At Gigs, we designed our API to be easy to use and understand. We built it around the concept of resources, their relationships, and the actions you can take with them. A key part of making that system work smoothly is how we identify those resources. We wanted a format that was not just easy for machines to read, but for humans too.
We identified that the ideal ID format would:
Be sortable in time to paginate resources efficiently
Be hard to guess to prevent discovery attacks
Describe the resource type to help troubleshooting issues
Identify the customer it belongs to in order to enable sharding
We couldn’t find a standard format that could meet all these requirements, so we decided to build our own, drawing inspiration from the existing ULIDs and the Stripe Object IDs.
The Challenge
To understand some of the design decisions that went into designing this ID format, we need to understand where we started. We originally decided to use ULIDs as the ID format for all our resources. ULIDs, in short, are 128bit long IDs that are composed by a timestamp and a random value and encoded as a 26 character long string in Base32 Crockford.
01AN4Z07BY79KA1307SR9X4MV3
└────────┘└──────────────┘
Time Random
While this ID format solved most of our requirements, it had a few limitations. You couldn't easily tell the resource type an ID referred to or which customer it belonged to. We wanted to improve the format, but we faced a major challenge: migrating all existing IDs, which were already used as primary and foreign keys across our databases, without causing any downtime or disruption to the system.
Designing GSIDs
Our custom ID format, called GSIDs (short for Gigs IDs), was designed to be easily converted to ULIDs and maintain all their properties, but still encode the resource and customer when represented as strings. GSIDs are generated from the following components:
3 lowercase characters resource prefix
48 bits Unix timestamp in milliseconds
32 bits customer namespace
80 bits random value
These components are represented in text encoded as Base62, using an underscore to separate the resource prefix. We decided to use this encoding instead of Base32 as it allows us to represent more bits per character, keeping the ID shorter, while still being easy to read for humans and safe to use in URLs.
usr_0UfgmdjM46GLys2pzvVCof2nyJ8Y
└─┘ └──────┘└────┘└────────────┘
Resource Time Customer Random
For the same reason, we dedicate only 8 characters to the timestamp part, which is less than the characters required to encode 48 bits but enough until the year 8888, allowing us to save an extra character.
Conversion to ULIDs
The easiest way we could think of migrating all our IDs to use this new format was to avoid having to migrate them at all. When stripping the GSIDs from the resource prefix and the customer namespace, they have exactly the same binary representation as ULIDs. Because each resource is stored in a separate table and the data for each customer in a separate database shard, this meant we could build tooling that constructed GSIDs from the existing binary ULIDs on read, without having to rewrite them.

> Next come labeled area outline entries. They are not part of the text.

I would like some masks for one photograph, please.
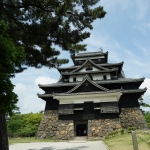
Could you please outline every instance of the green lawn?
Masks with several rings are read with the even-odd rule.
[[[9,138],[9,145],[14,143],[32,143],[32,142],[54,142],[54,139],[35,139],[31,138]]]
[[[136,134],[139,150],[150,150],[150,134],[144,131],[137,131]],[[133,150],[131,133],[104,139],[104,142],[111,150]]]

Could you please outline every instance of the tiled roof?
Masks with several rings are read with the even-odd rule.
[[[143,82],[145,78],[139,78],[139,79],[132,79],[132,78],[118,78],[117,80],[101,80],[101,81],[94,81],[97,84],[112,84],[112,83],[130,83],[130,82]],[[63,86],[76,86],[80,82],[69,82],[69,83],[63,83],[63,82],[57,82],[53,84],[45,84],[41,85],[39,84],[39,87],[63,87]]]
[[[93,66],[95,66],[96,68],[99,68],[99,69],[102,69],[102,70],[105,70],[105,71],[109,70],[109,69],[107,69],[107,68],[104,68],[104,67],[102,67],[102,66],[100,66],[100,65],[95,64],[91,59],[88,58],[79,68],[73,70],[71,73],[79,71],[79,70],[80,70],[81,68],[83,68],[88,62],[90,62],[90,63],[91,63]]]
[[[82,84],[84,84],[84,82],[89,81],[92,85],[96,86],[97,88],[103,90],[103,91],[108,91],[108,89],[96,84],[95,82],[93,82],[88,76],[85,77],[78,85],[76,85],[74,88],[72,88],[71,90],[69,90],[66,93],[72,93],[73,91],[75,91],[76,89],[78,89]]]
[[[98,51],[98,52],[88,52],[88,53],[78,53],[74,57],[88,57],[88,56],[95,56],[95,55],[105,55],[108,52]]]
[[[115,66],[115,65],[123,65],[124,62],[120,62],[120,63],[105,63],[105,64],[96,64],[97,66],[101,66],[101,67],[107,67],[107,66]],[[79,66],[70,66],[70,67],[63,67],[63,68],[57,68],[58,70],[74,70],[77,69],[79,67],[81,67],[82,65]]]
[[[86,95],[86,94],[105,94],[105,93],[115,93],[121,92],[119,90],[108,90],[108,91],[94,91],[94,92],[81,92],[81,93],[53,93],[53,96],[70,96],[70,95]]]
[[[136,89],[136,90],[107,90],[107,91],[94,91],[94,92],[81,92],[81,93],[53,93],[53,94],[37,94],[38,97],[53,97],[53,96],[71,96],[71,95],[86,95],[86,94],[105,94],[105,93],[141,93],[146,92],[147,88],[144,89]]]
[[[75,74],[88,74],[88,73],[105,73],[105,72],[116,72],[118,68],[109,69],[109,70],[99,70],[99,71],[86,71],[86,72],[61,72],[62,75],[75,75]]]

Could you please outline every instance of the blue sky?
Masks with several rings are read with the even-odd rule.
[[[124,61],[123,70],[127,78],[145,77],[141,88],[147,87],[144,95],[146,103],[150,104],[150,1],[149,0],[101,0],[99,3],[107,12],[104,19],[93,23],[87,51],[109,52],[108,61],[111,63]],[[63,52],[61,58],[70,57]],[[69,64],[73,65],[70,60]],[[62,66],[63,67],[63,66]],[[44,110],[45,101],[37,97],[43,93],[38,84],[57,82],[57,69],[28,68],[12,79],[14,91],[18,94],[21,113],[38,112]],[[150,111],[150,108],[145,110]]]

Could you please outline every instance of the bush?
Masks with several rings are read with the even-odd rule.
[[[33,137],[41,122],[42,113],[14,114],[7,121],[9,137]]]
[[[133,127],[128,127],[127,130],[128,130],[129,132],[135,131],[135,130],[136,130],[136,127],[134,127],[134,126],[133,126]]]
[[[120,133],[121,133],[121,134],[124,134],[124,132],[125,132],[125,129],[121,129],[121,130],[120,130]]]

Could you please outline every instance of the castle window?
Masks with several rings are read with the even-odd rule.
[[[107,76],[106,76],[106,75],[104,75],[104,76],[103,76],[103,79],[104,79],[104,80],[107,80]]]
[[[101,59],[100,59],[100,58],[98,59],[98,62],[101,62]]]
[[[76,78],[73,78],[73,82],[76,82]]]
[[[88,64],[88,65],[87,65],[86,70],[93,70],[91,64]]]

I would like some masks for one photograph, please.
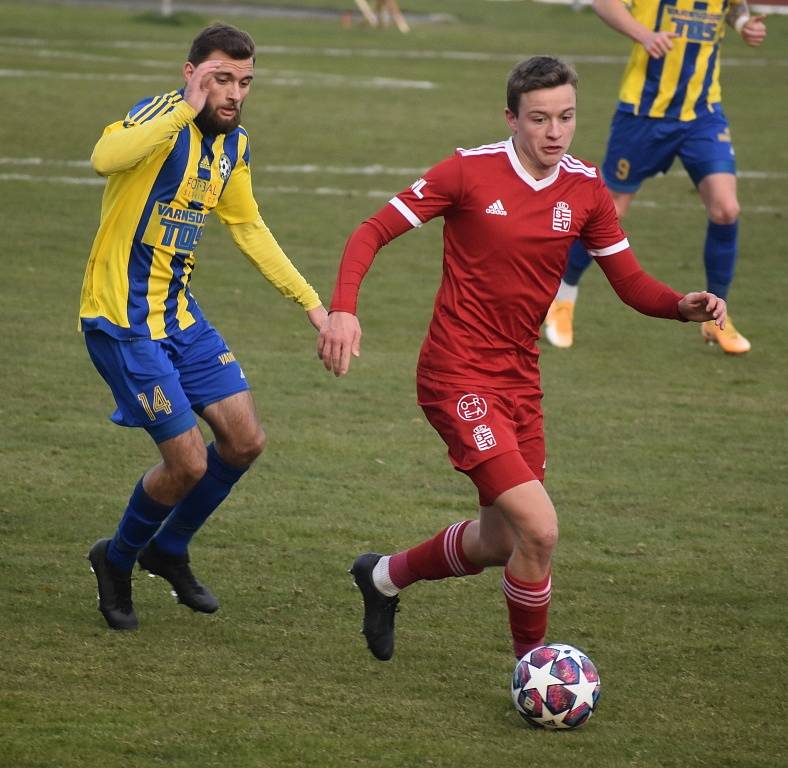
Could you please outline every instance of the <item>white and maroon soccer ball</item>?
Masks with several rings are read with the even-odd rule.
[[[512,700],[526,722],[537,728],[579,728],[594,713],[599,673],[572,645],[540,645],[517,662]]]

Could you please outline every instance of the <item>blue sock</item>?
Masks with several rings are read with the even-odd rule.
[[[569,263],[566,265],[566,272],[564,272],[564,282],[569,285],[577,285],[590,263],[591,256],[588,255],[585,246],[580,240],[575,240],[569,249]]]
[[[211,443],[207,471],[189,495],[176,504],[156,534],[156,546],[168,555],[185,555],[192,536],[224,501],[246,469],[229,465]]]
[[[107,547],[107,559],[119,570],[132,570],[137,554],[153,538],[171,511],[171,506],[159,504],[145,493],[140,479]]]
[[[706,267],[706,290],[728,298],[736,269],[736,239],[739,222],[715,224],[709,222],[706,243],[703,247],[703,265]]]

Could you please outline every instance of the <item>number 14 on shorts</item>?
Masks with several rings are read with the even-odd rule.
[[[150,402],[148,401],[148,396],[144,392],[140,392],[137,395],[137,400],[140,401],[140,404],[145,409],[145,413],[148,414],[148,417],[151,421],[156,421],[157,413],[166,413],[167,415],[172,413],[172,404],[165,397],[164,390],[161,388],[160,384],[157,384],[153,388],[152,408]]]

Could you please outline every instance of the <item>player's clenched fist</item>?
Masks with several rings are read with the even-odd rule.
[[[317,356],[334,376],[350,370],[350,356],[361,354],[361,325],[350,312],[332,312],[317,339]]]
[[[714,320],[714,324],[723,329],[728,307],[724,299],[713,293],[694,291],[679,302],[679,312],[685,320],[694,320],[696,323]]]

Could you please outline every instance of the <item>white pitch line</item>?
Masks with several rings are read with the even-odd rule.
[[[302,86],[335,86],[352,88],[404,88],[433,90],[437,86],[429,80],[399,80],[393,77],[350,77],[316,72],[276,72],[258,69],[255,75],[265,85],[280,85],[287,88]],[[147,82],[172,80],[172,75],[113,74],[109,72],[53,72],[43,69],[0,69],[0,77],[45,77],[50,80],[120,80]]]
[[[30,183],[50,183],[50,184],[70,184],[75,186],[102,186],[104,179],[100,177],[91,178],[90,176],[35,176],[29,173],[0,173],[0,182],[16,181]],[[341,187],[292,187],[292,186],[265,186],[255,185],[255,191],[263,194],[272,195],[315,195],[318,197],[364,197],[380,200],[388,200],[393,194],[392,190],[378,189],[347,189]],[[633,200],[632,205],[642,208],[671,208],[686,210],[687,206],[681,203],[663,203],[656,200]],[[703,206],[695,204],[695,207],[702,209]],[[777,214],[783,213],[782,207],[773,205],[753,205],[744,206],[744,213]]]
[[[11,166],[35,166],[35,167],[59,167],[67,168],[90,168],[89,160],[61,160],[58,158],[50,159],[43,157],[0,157],[0,165]],[[420,168],[397,167],[387,165],[317,165],[315,163],[281,165],[271,163],[255,163],[255,171],[262,173],[282,173],[285,175],[317,175],[325,174],[332,176],[420,176],[426,170],[426,166]],[[772,179],[788,179],[788,171],[737,171],[737,177],[753,181],[771,181]],[[671,178],[689,178],[686,171],[676,170],[668,174]],[[662,178],[662,177],[657,177]]]
[[[62,45],[78,46],[80,50],[87,47],[118,48],[132,50],[177,50],[186,53],[184,46],[179,43],[140,41],[140,40],[93,40],[93,41],[73,41],[73,40],[47,40],[35,37],[8,37],[0,36],[0,45],[8,46],[20,44],[25,46],[52,46]],[[258,45],[258,55],[281,55],[281,56],[325,56],[329,58],[367,58],[367,59],[420,59],[426,61],[505,61],[514,63],[527,57],[524,51],[512,53],[489,53],[486,51],[438,51],[438,50],[387,50],[382,48],[334,48],[334,47],[310,47],[301,45]],[[583,53],[564,53],[562,58],[575,64],[615,64],[617,66],[626,64],[628,56],[597,56]],[[788,67],[788,59],[743,59],[743,58],[723,58],[723,68],[727,67]]]

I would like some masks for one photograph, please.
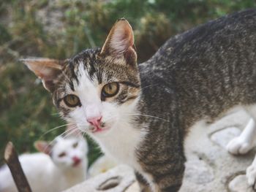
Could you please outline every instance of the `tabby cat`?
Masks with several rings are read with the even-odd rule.
[[[64,119],[134,167],[143,191],[177,191],[189,128],[238,105],[256,118],[255,42],[248,9],[177,35],[137,64],[132,29],[120,19],[102,48],[23,61]]]

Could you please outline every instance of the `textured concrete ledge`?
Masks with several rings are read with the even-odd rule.
[[[230,155],[225,147],[238,136],[249,117],[242,110],[233,112],[211,125],[198,124],[187,142],[185,176],[181,192],[252,192],[245,170],[253,160],[255,150],[242,156]],[[137,192],[132,169],[120,165],[89,179],[66,192]]]

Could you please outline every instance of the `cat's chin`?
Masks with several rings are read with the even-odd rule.
[[[92,129],[90,129],[90,131],[93,134],[101,134],[101,133],[105,133],[109,130],[110,130],[109,127],[104,127],[104,128],[94,127]]]

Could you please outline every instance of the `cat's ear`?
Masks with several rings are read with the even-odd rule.
[[[61,73],[65,61],[50,58],[25,58],[20,61],[42,80],[48,91],[54,91],[56,78]]]
[[[34,147],[39,152],[50,155],[52,146],[45,141],[37,141],[34,143]]]
[[[102,48],[101,54],[114,57],[123,55],[127,64],[137,64],[133,31],[127,20],[119,19],[112,27]]]

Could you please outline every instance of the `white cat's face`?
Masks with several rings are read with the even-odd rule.
[[[83,138],[58,137],[51,149],[50,157],[59,167],[66,169],[80,167],[86,161],[87,143]]]

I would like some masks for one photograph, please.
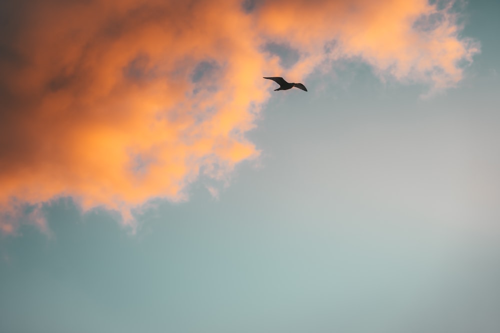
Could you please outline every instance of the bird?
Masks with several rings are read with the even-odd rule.
[[[306,87],[306,86],[302,83],[290,83],[284,80],[284,79],[282,77],[264,77],[264,78],[266,78],[268,80],[272,80],[276,83],[280,85],[280,87],[278,89],[275,89],[274,91],[276,90],[288,90],[289,89],[292,89],[294,87],[296,87],[299,89],[302,89],[304,91],[307,91],[308,89]]]

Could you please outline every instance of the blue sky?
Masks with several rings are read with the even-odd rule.
[[[262,100],[258,157],[134,228],[76,196],[19,217],[0,332],[498,332],[499,5],[463,7],[481,51],[456,87],[333,61]]]

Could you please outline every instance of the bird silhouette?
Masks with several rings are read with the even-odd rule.
[[[304,91],[307,91],[308,89],[306,87],[306,86],[302,83],[290,83],[284,80],[284,79],[282,77],[264,77],[264,78],[266,78],[268,80],[272,80],[276,83],[280,85],[280,87],[278,89],[275,89],[274,91],[276,90],[288,90],[289,89],[292,89],[294,87],[296,87],[299,89],[302,89]]]

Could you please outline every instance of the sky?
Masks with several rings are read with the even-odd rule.
[[[2,2],[0,332],[500,332],[499,13]]]

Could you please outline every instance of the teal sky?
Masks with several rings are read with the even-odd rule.
[[[134,234],[44,204],[48,231],[0,235],[0,332],[500,332],[500,3],[464,13],[456,88],[334,62],[272,94],[226,186]]]

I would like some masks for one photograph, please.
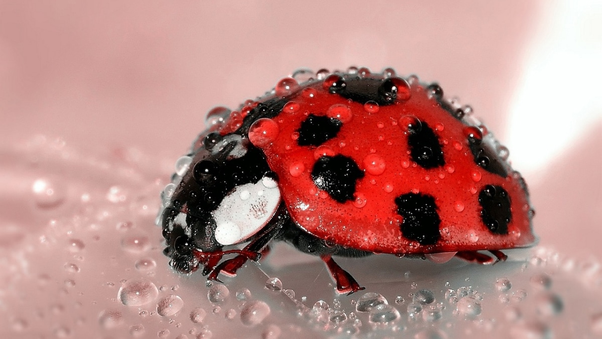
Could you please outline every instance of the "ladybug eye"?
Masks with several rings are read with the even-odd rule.
[[[407,100],[410,98],[410,85],[404,79],[391,77],[382,81],[379,87],[378,93],[387,103],[396,99]]]
[[[163,235],[163,238],[165,238],[166,240],[169,240],[169,238],[172,237],[172,232],[169,232],[169,230],[167,229],[163,229],[163,230],[161,231],[161,233]]]
[[[213,161],[203,160],[194,165],[193,175],[199,182],[212,180],[217,173],[217,166]]]
[[[190,238],[185,235],[181,235],[176,238],[173,242],[173,248],[181,255],[190,254],[192,250],[192,244]]]

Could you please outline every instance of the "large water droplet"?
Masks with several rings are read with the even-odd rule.
[[[161,317],[171,317],[178,313],[184,305],[182,298],[175,294],[164,297],[157,303],[157,312]]]
[[[225,285],[217,284],[207,291],[207,299],[212,303],[220,303],[230,295],[230,290]]]
[[[390,305],[379,304],[370,309],[368,321],[373,325],[382,325],[399,318],[399,311]]]
[[[60,180],[40,178],[31,185],[34,201],[40,208],[49,209],[60,206],[64,201],[66,193]]]
[[[431,303],[435,301],[435,294],[430,290],[420,290],[414,293],[412,299],[414,302],[418,302],[422,305]]]
[[[268,118],[262,118],[253,122],[249,128],[249,141],[258,147],[264,147],[276,140],[279,131],[276,121]]]
[[[117,297],[128,306],[141,306],[154,300],[158,296],[157,286],[144,280],[126,281],[117,292]]]
[[[370,292],[365,293],[358,299],[355,304],[355,310],[358,312],[369,312],[373,307],[379,305],[388,305],[389,303],[382,294]]]
[[[243,324],[254,326],[261,323],[270,314],[270,306],[261,300],[253,300],[244,305],[240,311],[240,320]]]
[[[190,311],[190,321],[195,324],[203,321],[207,315],[207,311],[205,309],[197,307]]]

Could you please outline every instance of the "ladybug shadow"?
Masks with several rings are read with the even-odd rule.
[[[319,258],[301,255],[286,246],[278,244],[269,256],[272,259],[266,258],[259,268],[268,277],[279,278],[283,288],[293,290],[297,300],[306,297],[306,304],[311,307],[318,300],[357,299],[366,292],[380,293],[392,301],[397,296],[406,297],[416,289],[444,291],[462,286],[494,288],[498,278],[524,270],[530,253],[529,249],[506,252],[510,258],[506,262],[485,265],[456,258],[436,264],[391,255],[335,257],[337,262],[365,288],[349,296],[336,291],[335,284]]]

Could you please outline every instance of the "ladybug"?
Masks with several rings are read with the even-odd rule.
[[[356,68],[298,72],[214,109],[161,194],[164,253],[220,281],[284,241],[319,256],[341,293],[364,288],[334,256],[505,260],[536,241],[534,212],[471,113],[436,84]]]

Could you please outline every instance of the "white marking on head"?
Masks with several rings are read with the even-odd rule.
[[[272,219],[280,198],[278,183],[272,178],[237,186],[212,212],[217,225],[216,240],[232,245],[248,239]]]

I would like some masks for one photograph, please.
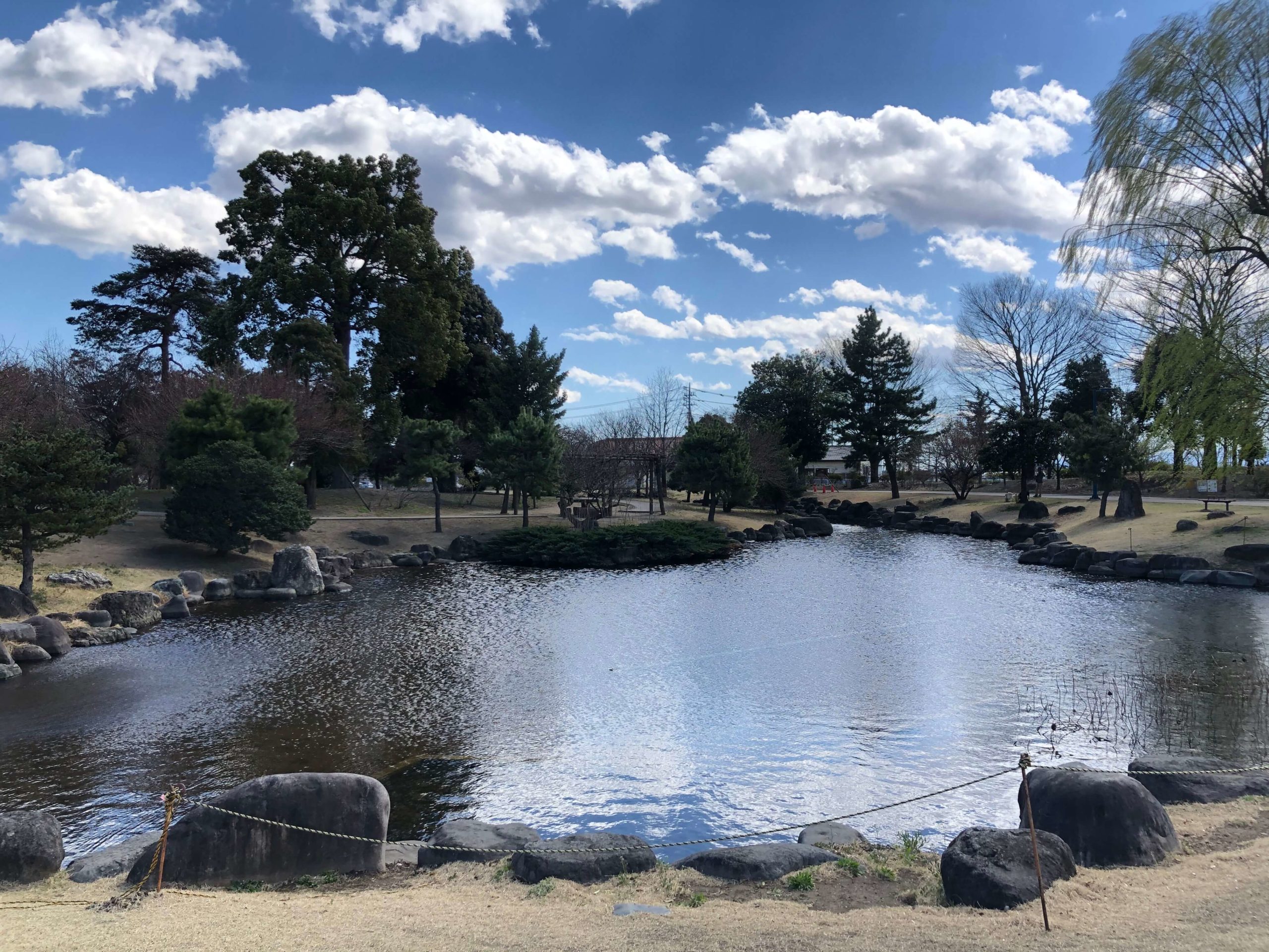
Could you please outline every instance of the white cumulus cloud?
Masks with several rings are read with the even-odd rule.
[[[991,104],[1019,118],[1044,116],[1066,126],[1090,122],[1093,118],[1089,116],[1089,107],[1093,103],[1074,89],[1066,89],[1057,80],[1046,83],[1039,93],[1023,88],[997,89],[991,94]]]
[[[0,239],[15,245],[58,245],[81,258],[132,245],[221,248],[216,222],[225,204],[201,188],[141,192],[88,169],[60,178],[23,179],[0,216]]]
[[[1036,261],[1025,249],[1013,241],[987,237],[977,232],[959,232],[950,236],[935,235],[929,248],[939,249],[948,258],[959,261],[966,268],[983,272],[1013,272],[1027,274]]]
[[[720,235],[717,231],[706,231],[706,232],[698,231],[697,237],[703,239],[704,241],[713,242],[713,246],[717,248],[720,251],[728,254],[737,261],[740,261],[740,265],[742,268],[747,268],[749,270],[755,272],[758,274],[766,270],[766,265],[759,261],[754,256],[753,251],[750,251],[747,248],[741,248],[740,245],[733,245],[730,241],[725,241],[722,235]]]
[[[603,301],[605,305],[615,305],[618,301],[636,300],[638,297],[638,288],[628,281],[599,278],[590,283],[590,296],[596,301]]]
[[[176,36],[176,14],[198,11],[195,0],[166,0],[136,17],[115,17],[114,4],[75,6],[25,41],[0,37],[0,105],[86,113],[90,93],[131,99],[160,84],[188,98],[199,81],[242,67],[222,39]]]
[[[666,232],[713,211],[697,176],[661,155],[613,162],[577,145],[497,132],[462,116],[391,103],[373,89],[308,109],[230,110],[213,123],[213,187],[232,194],[236,171],[265,149],[401,155],[419,160],[437,234],[466,245],[495,278],[516,264],[569,261],[602,245],[632,259],[674,258]]]

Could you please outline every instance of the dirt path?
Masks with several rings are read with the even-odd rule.
[[[74,906],[0,910],[0,948],[112,949],[764,949],[766,952],[916,952],[917,949],[1101,949],[1121,952],[1264,952],[1269,948],[1269,801],[1174,807],[1180,854],[1148,869],[1081,869],[1049,892],[1053,932],[1038,904],[1009,913],[938,906],[820,911],[788,894],[669,916],[617,918],[613,902],[666,902],[697,885],[695,873],[654,871],[624,883],[560,883],[530,896],[494,880],[492,866],[454,864],[431,873],[310,890],[166,895],[115,913]],[[685,878],[687,877],[687,878]],[[102,900],[117,882],[76,886],[65,877],[0,891],[15,899]],[[813,896],[813,894],[808,894]]]

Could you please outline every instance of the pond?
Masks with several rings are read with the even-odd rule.
[[[171,783],[352,770],[385,779],[393,838],[477,816],[657,842],[892,802],[1024,749],[1117,767],[1265,753],[1258,592],[853,527],[703,565],[354,581],[209,604],[0,684],[0,809],[53,810],[74,856],[154,824]],[[1003,777],[857,825],[940,844],[1016,824],[1015,791]]]

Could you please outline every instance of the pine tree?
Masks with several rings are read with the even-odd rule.
[[[730,509],[749,501],[758,489],[745,434],[714,414],[688,424],[671,479],[675,485],[708,495],[709,522],[720,499]]]
[[[428,477],[435,501],[437,532],[440,532],[440,482],[458,473],[458,440],[463,432],[452,420],[411,420],[401,424],[397,437],[400,463],[393,482],[415,486]]]
[[[0,439],[0,553],[22,562],[23,594],[36,552],[99,536],[133,514],[131,486],[102,489],[115,461],[84,430],[15,425]]]
[[[166,385],[175,350],[197,353],[201,321],[217,306],[217,265],[192,248],[133,245],[132,268],[93,288],[94,297],[71,301],[67,317],[81,344],[115,354],[159,353]]]
[[[836,347],[832,377],[840,439],[869,459],[873,479],[877,462],[886,462],[891,496],[898,499],[898,456],[924,433],[935,407],[934,400],[925,400],[907,340],[882,330],[877,311],[869,307]]]
[[[510,426],[486,440],[486,456],[491,472],[515,487],[523,504],[520,524],[528,526],[529,496],[553,491],[560,480],[563,443],[558,426],[522,407]]]

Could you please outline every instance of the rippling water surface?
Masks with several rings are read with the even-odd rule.
[[[1027,746],[1253,757],[1266,619],[1264,593],[843,527],[669,569],[363,572],[348,595],[209,604],[0,684],[0,810],[53,810],[75,854],[152,823],[173,782],[353,770],[385,778],[393,836],[473,815],[692,839],[900,800]],[[1010,825],[1015,786],[858,825]]]

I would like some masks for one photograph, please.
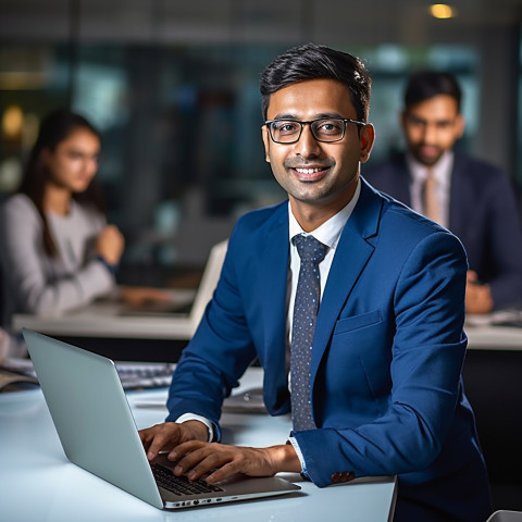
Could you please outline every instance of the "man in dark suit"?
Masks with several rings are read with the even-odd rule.
[[[470,265],[467,311],[487,313],[522,303],[522,234],[505,173],[453,151],[464,130],[460,103],[461,90],[452,75],[414,74],[401,114],[408,151],[384,164],[368,165],[363,174],[373,186],[462,240]]]
[[[370,86],[359,59],[311,44],[264,71],[262,138],[288,200],[237,223],[166,422],[141,440],[150,460],[166,449],[189,478],[288,471],[323,487],[398,474],[397,522],[486,520],[461,377],[465,254],[360,177],[374,140]],[[269,412],[291,410],[288,442],[212,443],[223,399],[256,358]]]

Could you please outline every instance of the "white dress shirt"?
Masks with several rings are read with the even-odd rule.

With this tooling we could ensure backward compatibility: our API would accept requests using ULIDs or GSIDs indistinctly, and we could decide when to render the existing IDs as GSIDs on responses to avoid breaking existing integrations. This allowed us to deploy the new format without causing any downtime.
Benefits
Apart from the ease of deployment in our particular situation, GSIDs maintain all the good properties that ULIDs have and add a few more of their own:
Human-readable
Prefixing the IDs with the resource types, avoiding any special symbols and keeping them short ensures that humans can tell them apart at first glance.
Namespaced
Storing a customer reference in the ID makes it easy to determine which customer a resource belongs to, allowing us to resolve the correct database shard without additional lookups.
Sortable in time
Encoding the timestamp before the random value makes them sortable in time naturally, down to the same millisecond. This not only makes it trivial to implement cursor-based pagination, but also improves the data locality.
Highly portable
Keeping the text and the binary representations sortable in time ensures that these IDs can be used in any system that supports strings and still maintain all their properties.
Informationally dense
Choosing Base62 instead of Base32 like ULIDs or Base16 like UUIDs allows us to encode more bits per character, keeping the IDs shorter.
Copy-paste friendly
Using the underscore instead of the hyphen as a separator makes it possible to select the whole ID by double clicking in most browsers. You can try_it and see-it yourself!
Conclusion
We spend a lot of time thinking how to make our API easy to use, and GSIDs are a small part of that. While computers do not generally care about how IDs look and feel, humans do. They are a fundamental part of the system to consider when talking about the usability of an API.
GSIDs were designed specifically with our use case and situation in mind, and we think that things like the customer namespacing or the binary compatibility with ULIDs don’t apply to everyone. For this reason, we do not plan to open source them.
We hope you found this post inspiring and it helped you see ID formats in a new light. Whether you take some of these ideas and build your own on top of ULIDs or KSUIDs like we did, or adopt a complete solution like Type IDs instead, thinking carefully about your IDs is worth the effort.